A couple of months ago, we discussed how a small Czech provider ended up causing global Internet mayhem by tickling a Cisco bug via a rather ridiculous routing announcement. While it’s easy to fault the instigator of this meltdown, ultimate responsibility belongs with the vendors of poorly tested code. If we’ve learned anything in decades of software engineering, it is that you can’t assume anything about user input. If you don’t check that input for validity, you are not just being careless, you are creating a time bomb that will eventually go off. Another such bomb went off on Sunday, 3 May 2009, taking out a large swath of the Internet. We recount the sorry tale here.
Sundays are usually pretty quiet from an engineering perspective on the Internet, so we were surprised by a sudden and prolonged influx of routing updates at our collection sites. Thankfully, we have some very nifty event correlation software, written by Renesys über-hacker Alin Popescu, to which I turned to see what was going on. Alin’s code sorts through all the routing activity on the Internet in real time and correlates activity via the attributes they have in common. We can then say things like “this spike in outages came from networks in Kyrgyzstan as transited via Golden Telecom in Russia”, potentially providing some insight into the root cause of the problem. It’s really very slick. However, the only problem with pinpointing Sunday’s event was that it occurred all over the place. We saw sharp spikes in outages and instabilities in Indonesia, Bulgaria, Germany, Romania, Brazil, Russia, the United States and many other places. Upwards of a couple thousand prefixes (networks) were impacted during a period of about 6 hours. Given the wide reach of the event, we immediately thought of the Czech situation and wondered if this was another live Internet QA test. Turns out we were right.
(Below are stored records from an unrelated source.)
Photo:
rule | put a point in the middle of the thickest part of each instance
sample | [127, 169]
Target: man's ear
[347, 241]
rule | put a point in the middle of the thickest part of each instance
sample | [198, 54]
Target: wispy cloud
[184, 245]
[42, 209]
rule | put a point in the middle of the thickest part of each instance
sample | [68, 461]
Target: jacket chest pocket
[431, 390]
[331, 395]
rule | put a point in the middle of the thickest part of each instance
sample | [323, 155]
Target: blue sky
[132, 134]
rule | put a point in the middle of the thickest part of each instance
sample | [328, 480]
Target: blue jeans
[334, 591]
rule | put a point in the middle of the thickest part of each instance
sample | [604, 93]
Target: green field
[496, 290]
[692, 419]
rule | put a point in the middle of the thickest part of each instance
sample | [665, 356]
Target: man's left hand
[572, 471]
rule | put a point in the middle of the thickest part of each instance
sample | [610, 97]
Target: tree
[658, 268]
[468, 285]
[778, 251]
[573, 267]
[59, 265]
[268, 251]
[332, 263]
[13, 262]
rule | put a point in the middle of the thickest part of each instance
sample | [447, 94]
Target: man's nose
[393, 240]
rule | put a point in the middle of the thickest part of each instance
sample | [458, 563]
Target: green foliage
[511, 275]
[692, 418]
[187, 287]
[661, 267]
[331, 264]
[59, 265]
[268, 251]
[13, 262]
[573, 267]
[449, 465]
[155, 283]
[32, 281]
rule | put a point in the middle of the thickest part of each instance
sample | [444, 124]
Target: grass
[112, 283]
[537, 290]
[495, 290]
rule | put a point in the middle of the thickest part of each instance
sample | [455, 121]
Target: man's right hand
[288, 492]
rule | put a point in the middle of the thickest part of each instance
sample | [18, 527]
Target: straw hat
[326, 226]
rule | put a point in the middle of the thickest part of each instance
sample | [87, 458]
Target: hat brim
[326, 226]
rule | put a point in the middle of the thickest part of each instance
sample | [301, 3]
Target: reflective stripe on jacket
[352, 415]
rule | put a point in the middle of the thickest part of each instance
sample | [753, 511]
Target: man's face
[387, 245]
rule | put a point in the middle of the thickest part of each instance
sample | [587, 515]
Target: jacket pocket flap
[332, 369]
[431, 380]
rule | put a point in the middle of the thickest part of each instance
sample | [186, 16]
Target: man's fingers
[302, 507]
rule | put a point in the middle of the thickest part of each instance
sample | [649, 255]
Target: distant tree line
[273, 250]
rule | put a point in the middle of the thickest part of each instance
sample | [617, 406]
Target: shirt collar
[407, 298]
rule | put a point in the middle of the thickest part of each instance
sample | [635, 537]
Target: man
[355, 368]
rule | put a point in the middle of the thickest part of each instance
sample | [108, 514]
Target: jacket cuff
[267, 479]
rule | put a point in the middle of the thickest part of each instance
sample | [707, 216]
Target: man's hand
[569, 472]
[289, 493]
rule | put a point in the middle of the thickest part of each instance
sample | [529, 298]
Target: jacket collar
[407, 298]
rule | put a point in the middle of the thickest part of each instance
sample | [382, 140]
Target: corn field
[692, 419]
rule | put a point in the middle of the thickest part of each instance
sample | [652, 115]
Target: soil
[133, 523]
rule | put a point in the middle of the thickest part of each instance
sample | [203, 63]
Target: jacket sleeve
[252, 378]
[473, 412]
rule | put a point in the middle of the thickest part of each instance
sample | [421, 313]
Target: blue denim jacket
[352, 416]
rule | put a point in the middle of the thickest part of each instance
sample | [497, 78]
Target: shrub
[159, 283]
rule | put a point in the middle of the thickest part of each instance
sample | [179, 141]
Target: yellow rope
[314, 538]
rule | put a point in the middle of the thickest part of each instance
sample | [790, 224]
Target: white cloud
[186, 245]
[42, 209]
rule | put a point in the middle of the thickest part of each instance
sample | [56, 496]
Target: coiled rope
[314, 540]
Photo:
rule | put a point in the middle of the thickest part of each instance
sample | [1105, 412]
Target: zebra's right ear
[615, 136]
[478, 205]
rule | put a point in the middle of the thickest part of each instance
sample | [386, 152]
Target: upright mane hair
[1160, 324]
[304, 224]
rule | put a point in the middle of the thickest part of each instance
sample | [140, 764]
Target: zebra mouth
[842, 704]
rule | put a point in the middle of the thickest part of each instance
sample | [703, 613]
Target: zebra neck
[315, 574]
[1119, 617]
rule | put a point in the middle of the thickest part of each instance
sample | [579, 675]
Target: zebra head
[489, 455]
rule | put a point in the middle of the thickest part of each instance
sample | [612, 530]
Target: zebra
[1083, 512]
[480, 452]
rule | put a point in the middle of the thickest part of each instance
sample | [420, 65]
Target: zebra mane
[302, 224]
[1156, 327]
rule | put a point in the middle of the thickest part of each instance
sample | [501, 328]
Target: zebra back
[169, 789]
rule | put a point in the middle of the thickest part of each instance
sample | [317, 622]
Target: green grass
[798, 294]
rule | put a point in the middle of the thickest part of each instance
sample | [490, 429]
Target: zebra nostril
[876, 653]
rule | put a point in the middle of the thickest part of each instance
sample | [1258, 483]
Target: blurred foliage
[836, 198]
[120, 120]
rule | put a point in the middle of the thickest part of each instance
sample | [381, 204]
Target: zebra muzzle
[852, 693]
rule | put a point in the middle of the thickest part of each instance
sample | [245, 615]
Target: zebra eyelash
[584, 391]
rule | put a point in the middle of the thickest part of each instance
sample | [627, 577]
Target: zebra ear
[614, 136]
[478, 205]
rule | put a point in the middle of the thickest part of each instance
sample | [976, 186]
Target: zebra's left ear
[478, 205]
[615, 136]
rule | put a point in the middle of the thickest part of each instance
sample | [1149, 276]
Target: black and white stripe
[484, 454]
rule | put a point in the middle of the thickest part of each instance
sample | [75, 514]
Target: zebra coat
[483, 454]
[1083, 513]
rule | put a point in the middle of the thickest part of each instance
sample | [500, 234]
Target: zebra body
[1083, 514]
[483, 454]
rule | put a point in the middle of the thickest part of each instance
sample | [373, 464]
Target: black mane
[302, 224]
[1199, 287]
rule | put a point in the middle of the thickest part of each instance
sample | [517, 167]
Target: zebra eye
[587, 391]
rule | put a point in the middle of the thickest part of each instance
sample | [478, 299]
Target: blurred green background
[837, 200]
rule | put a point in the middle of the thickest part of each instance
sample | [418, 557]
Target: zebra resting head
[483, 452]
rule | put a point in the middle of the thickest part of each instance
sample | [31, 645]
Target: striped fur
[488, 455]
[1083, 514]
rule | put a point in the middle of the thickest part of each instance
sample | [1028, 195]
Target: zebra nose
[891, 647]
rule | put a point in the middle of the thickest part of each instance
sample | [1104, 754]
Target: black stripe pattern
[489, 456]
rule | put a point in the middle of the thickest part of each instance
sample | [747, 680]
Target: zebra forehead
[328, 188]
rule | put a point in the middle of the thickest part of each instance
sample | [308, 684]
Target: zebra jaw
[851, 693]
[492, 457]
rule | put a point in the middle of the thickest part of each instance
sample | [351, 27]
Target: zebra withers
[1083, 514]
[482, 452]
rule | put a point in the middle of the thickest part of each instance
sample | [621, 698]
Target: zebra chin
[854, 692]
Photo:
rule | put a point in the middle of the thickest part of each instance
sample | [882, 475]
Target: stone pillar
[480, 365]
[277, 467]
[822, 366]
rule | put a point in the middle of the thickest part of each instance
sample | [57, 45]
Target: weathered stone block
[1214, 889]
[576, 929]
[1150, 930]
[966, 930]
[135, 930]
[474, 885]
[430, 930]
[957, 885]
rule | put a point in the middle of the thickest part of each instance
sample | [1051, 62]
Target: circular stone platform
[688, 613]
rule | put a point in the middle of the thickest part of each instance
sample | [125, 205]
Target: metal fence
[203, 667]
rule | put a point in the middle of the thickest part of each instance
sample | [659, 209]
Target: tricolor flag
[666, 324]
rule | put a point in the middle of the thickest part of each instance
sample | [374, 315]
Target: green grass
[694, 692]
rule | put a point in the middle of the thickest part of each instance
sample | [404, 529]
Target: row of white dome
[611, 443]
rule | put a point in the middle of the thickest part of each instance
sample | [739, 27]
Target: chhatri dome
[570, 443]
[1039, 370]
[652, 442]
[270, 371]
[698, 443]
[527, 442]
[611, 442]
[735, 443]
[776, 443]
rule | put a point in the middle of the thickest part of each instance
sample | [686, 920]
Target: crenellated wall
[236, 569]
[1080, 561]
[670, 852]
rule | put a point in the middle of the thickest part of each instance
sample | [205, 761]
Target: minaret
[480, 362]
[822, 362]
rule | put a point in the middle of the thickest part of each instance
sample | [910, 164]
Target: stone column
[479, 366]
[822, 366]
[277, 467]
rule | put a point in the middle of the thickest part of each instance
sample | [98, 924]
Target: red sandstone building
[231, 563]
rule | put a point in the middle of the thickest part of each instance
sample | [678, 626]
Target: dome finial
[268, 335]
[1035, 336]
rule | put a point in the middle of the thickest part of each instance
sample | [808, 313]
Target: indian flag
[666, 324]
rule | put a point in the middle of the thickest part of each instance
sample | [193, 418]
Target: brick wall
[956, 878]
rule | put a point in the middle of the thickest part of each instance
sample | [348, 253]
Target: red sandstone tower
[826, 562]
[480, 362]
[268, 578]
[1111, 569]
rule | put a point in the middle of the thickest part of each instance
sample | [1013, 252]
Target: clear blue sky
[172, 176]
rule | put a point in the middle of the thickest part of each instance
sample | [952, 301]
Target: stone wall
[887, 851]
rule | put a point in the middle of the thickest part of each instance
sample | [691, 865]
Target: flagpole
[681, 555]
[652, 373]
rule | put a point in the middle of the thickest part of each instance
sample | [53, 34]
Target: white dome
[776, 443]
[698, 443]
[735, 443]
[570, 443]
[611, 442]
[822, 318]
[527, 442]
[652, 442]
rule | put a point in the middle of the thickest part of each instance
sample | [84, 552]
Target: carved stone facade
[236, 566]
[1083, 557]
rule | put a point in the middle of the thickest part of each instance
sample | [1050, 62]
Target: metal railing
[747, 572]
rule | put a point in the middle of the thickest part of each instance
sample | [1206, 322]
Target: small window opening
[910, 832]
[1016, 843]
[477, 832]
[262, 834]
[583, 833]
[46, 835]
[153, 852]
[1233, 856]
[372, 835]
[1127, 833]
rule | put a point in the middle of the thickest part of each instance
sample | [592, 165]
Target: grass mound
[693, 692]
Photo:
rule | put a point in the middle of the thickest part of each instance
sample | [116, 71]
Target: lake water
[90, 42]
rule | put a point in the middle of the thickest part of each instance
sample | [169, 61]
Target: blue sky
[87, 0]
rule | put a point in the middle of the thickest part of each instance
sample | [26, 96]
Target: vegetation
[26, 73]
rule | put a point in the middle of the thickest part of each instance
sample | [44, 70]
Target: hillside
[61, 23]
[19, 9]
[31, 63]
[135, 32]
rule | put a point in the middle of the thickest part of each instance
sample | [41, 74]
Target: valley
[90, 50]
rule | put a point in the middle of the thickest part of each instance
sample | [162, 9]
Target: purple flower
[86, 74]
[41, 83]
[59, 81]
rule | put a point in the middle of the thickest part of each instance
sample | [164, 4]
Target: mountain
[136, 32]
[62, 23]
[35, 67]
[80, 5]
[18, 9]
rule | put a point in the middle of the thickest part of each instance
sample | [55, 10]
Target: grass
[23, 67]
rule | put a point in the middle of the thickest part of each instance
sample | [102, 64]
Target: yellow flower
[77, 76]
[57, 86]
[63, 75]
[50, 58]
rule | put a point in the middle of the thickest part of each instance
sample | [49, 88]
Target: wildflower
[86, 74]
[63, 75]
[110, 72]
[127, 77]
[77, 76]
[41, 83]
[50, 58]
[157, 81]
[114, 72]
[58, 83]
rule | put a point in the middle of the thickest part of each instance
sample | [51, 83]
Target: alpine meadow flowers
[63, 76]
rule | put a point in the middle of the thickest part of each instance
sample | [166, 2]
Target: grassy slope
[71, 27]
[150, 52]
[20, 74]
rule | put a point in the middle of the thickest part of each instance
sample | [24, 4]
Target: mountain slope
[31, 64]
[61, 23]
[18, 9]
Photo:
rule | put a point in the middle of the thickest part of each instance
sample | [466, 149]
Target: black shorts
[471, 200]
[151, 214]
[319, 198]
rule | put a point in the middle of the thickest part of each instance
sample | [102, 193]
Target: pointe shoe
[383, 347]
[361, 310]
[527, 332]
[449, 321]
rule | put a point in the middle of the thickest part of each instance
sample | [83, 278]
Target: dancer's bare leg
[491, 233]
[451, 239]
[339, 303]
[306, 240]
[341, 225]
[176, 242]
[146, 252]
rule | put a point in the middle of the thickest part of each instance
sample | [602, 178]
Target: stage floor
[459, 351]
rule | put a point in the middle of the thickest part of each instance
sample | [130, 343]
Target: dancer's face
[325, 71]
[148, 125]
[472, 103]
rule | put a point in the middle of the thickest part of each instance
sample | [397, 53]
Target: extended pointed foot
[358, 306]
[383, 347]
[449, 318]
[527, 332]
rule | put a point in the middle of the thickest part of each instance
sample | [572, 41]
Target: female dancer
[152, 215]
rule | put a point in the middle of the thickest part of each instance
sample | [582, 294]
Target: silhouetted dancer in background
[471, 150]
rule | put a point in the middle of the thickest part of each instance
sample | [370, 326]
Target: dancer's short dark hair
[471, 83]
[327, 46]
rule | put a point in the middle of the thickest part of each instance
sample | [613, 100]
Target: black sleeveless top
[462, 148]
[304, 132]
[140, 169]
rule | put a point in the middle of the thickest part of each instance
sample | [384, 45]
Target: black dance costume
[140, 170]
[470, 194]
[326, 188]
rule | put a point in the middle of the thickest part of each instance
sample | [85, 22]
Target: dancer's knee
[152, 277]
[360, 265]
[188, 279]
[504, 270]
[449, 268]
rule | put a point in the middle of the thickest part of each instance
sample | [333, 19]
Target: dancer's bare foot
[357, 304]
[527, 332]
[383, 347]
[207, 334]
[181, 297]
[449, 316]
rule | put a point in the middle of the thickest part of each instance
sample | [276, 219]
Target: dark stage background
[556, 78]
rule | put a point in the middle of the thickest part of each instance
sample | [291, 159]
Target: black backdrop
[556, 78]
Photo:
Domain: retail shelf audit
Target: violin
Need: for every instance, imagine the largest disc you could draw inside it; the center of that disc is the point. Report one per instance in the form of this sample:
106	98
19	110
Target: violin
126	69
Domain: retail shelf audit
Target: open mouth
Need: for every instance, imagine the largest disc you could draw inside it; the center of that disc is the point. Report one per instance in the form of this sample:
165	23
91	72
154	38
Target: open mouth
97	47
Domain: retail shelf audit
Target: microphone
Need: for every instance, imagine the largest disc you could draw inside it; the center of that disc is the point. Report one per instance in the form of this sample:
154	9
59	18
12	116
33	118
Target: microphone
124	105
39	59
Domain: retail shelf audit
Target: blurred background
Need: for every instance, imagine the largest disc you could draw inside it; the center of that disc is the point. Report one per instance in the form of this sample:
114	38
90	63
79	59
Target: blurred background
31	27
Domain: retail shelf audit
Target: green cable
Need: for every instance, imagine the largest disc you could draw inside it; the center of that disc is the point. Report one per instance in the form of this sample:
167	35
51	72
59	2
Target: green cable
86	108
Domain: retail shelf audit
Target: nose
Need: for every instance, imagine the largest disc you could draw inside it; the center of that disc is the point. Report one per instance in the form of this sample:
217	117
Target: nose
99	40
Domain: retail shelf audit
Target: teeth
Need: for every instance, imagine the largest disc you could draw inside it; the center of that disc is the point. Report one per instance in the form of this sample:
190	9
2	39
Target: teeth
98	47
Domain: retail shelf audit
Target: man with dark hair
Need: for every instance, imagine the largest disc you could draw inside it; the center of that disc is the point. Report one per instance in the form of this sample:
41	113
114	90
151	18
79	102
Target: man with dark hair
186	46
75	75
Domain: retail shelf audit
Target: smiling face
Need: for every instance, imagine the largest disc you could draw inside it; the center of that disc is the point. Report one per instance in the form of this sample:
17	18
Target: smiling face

To understand the problem, let’s first provide some background. As readers of this blog will know, every organization responsible for Internet routing has two things under their control: block(s) of IP addresses (prefixes) and an identifying number, or ASN. Like IP addresses themselves, ASNs are also running out, at least the old style ones. The original Internet designers allocated only 2 bytes for storing ASNs, which means at most 65,536 of them. Since then, ASNs have been largely allocated consecutively starting at 1, with Phosworks Drift & Services getting the most recent allocation of ASN 49232. Reserved (private) ASNs are at the high end of the range, starting at 64512. So this means that at present we only have about 15 thousand 2-byte ASNs remaining unassigned.
If there weren’t an alternative, the 2-byte limitation for ASNs would mean that before too much longer, there would be no new members of the Internet routing club: no new ISPs and no companies with multiple providers and direct control of their routing. Fortunately, there is an alternative available today, and that is 4-byte ASNs. RIPE has been assigning them by default since the start of 2009. But unlike IPv6, the proposed alternative to dwindling IPv4 addresses, 4-byte ASNs can seamlessly and safely co-exist with 2-byte ASNs. No complete overhaul of the Internet is required.
Returning to our story, if 4-byte ASNs are available and interoperate with 2-byte ASNs, there shouldn’t be any problems with announcing them anyway we want today. Yeah right. The African Network Operators’ Group (AfNOG) will soon be meeting in Cairo, Egypt, and plans to be multi-homed. They acquired the 4-byte ASN 327686, which equals 5 (216) + 6 and hence is also written as 5.6, and planned to use it as stated here:
One of the aims of this setup is to demonstrate that 32-bit ASNs do work and people should not steer away from them, especially since the pool of 16-bit ASNs is shrinking fast. A showcase network goes a long way in this regard.
Now, AfNOG does have an IPv4 prefix, 220.127.116.11/20, and a traditional 2-byte ASN, namely 37095, at their disposal. On 30 April at 17:21:49 UTC, we started seeing the 2-byte ASN announcing this prefix, but with ridiculously long AS paths like
- 24863 37095 37095 37095 37095 37095 37095 37095 37095 37095 37095 37095
AS 24863 is LINKdotNET, a local Egyptian provider. So far, so good. Then on 3 May at 12:00:30 UTC, the above paths get replaced with 4-byte AS prepends, namely,
- 24863 327686 327686 327686 327686 327686 327686 327686 327686 327686 327686 37095
and the global impact is felt immediately, as shown in the following graph.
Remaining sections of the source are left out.